The Macau Federation of Trade Unions (FOAM) handled some 1,014 cases related to labour rights in 2016, of which cases regarding labour affairs took up the majority, the union said yesterday in its annual review.
Legislator Ella Lei Cheng I, who is also the vice-president of FOAM, remarked that the number of cases registered a slight decrease compared to 2015.
According to the FOAM data, the number of cases related to labour affairs accounted for 40 per cent of the total, or 408 cases, involving 805 labourers. In particular, a significant number of cases were to do with construction workers, suggesting that many workers were unreasonably dismissed or owed payment, said Ms. Lei.
She also addressed the issue of unfair treatment between local and non-resident workers, with local workers being dismissed or requested to cease work.
“Last September or October, there was a group of over 100 local construction workers who had worked for a large-scale construction project at Cotai and whose jobs were halted by the subcontractor within a day,” the FOAM vice-director claimed.
She added that the issue of back pay in the construction industry was common last year, claiming that some workers also found their wages had been unreasonably deducted after finishing their work.
“There are many issues in which workers don’t know which contractor has actually hired them,” said Ms. Lei. “For instance, the major contractor claims they have paid the wages but the subcontractor says they haven’t received it.”
The unionist legislator thus suggests that the MSAR government develop regulations to discern and manage construction contracts, and consider implementing regulations to mandate that major contractors pay workers hired by subcontractors when there is a delay in wage payment.
She believes such a proposal would encourage workers to lodge complaints when issues arise and compel the main contractors to manage these situations better.
Job seeking difficulties
Meanwhile, Ms.
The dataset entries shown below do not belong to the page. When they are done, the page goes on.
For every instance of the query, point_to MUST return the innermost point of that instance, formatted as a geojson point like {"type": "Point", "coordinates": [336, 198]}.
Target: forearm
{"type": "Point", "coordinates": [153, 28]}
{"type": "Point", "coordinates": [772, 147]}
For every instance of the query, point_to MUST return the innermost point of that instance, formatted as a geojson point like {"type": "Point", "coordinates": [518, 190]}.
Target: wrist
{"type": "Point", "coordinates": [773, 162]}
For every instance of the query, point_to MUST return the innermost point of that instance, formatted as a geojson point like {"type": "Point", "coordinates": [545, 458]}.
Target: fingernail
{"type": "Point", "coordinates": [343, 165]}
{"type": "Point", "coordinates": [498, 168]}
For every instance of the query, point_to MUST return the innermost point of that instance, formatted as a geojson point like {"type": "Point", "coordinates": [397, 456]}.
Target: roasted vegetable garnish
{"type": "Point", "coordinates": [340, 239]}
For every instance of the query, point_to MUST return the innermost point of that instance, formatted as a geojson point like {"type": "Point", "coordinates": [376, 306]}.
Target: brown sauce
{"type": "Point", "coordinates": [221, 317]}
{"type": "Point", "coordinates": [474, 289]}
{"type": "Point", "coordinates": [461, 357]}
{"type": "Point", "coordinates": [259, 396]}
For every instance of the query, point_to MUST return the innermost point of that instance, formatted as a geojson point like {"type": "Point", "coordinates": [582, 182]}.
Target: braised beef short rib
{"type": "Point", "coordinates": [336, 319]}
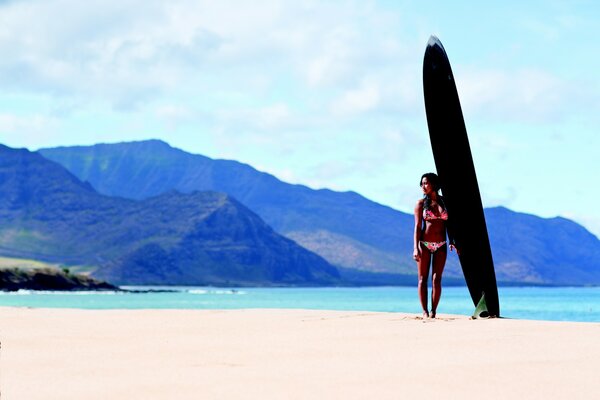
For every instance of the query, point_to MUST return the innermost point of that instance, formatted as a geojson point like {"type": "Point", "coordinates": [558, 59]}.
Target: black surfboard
{"type": "Point", "coordinates": [454, 164]}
Lei said that some job seekers are experiencing difficulty in finding jobs. She claimed her labour group had dealt with cases where the job seekers received no reply from the Labour Affairs Bureau after months of applications.
“There were cases in which the applicants didn’t receive any referral to other agencies after they applied at the government department,” said Ms. Lei, adding there were also cases where the applicants were referred to a job that offered a much lower salary than the market rate.
She claimed that many employees have also been forced to look for new jobs as many companies have shut down amid the city’s economic adjustment phase. Following the completion of major construction projects in the near future, the union’s vice-president expects more construction workers will face unemployment in the year ahead.
On the other hand, Ms. Lei pointed out that disputes relating to occupational injuries were also a significant issue last year.
Despite the implementation of the revised law on occupational injuries, the union vice-head said there had been many complaints about employers delaying payment of compensation to workers because of insufficient documentation.
“For example, an injured worker was advised to rest for 300 days, but the insurance company appointed another doctor and evaluated that the injury rate of the worker was not as high as the employee had previously reported,” said Ms. Lei. “And so there are disputes on the days allowed for recovery.”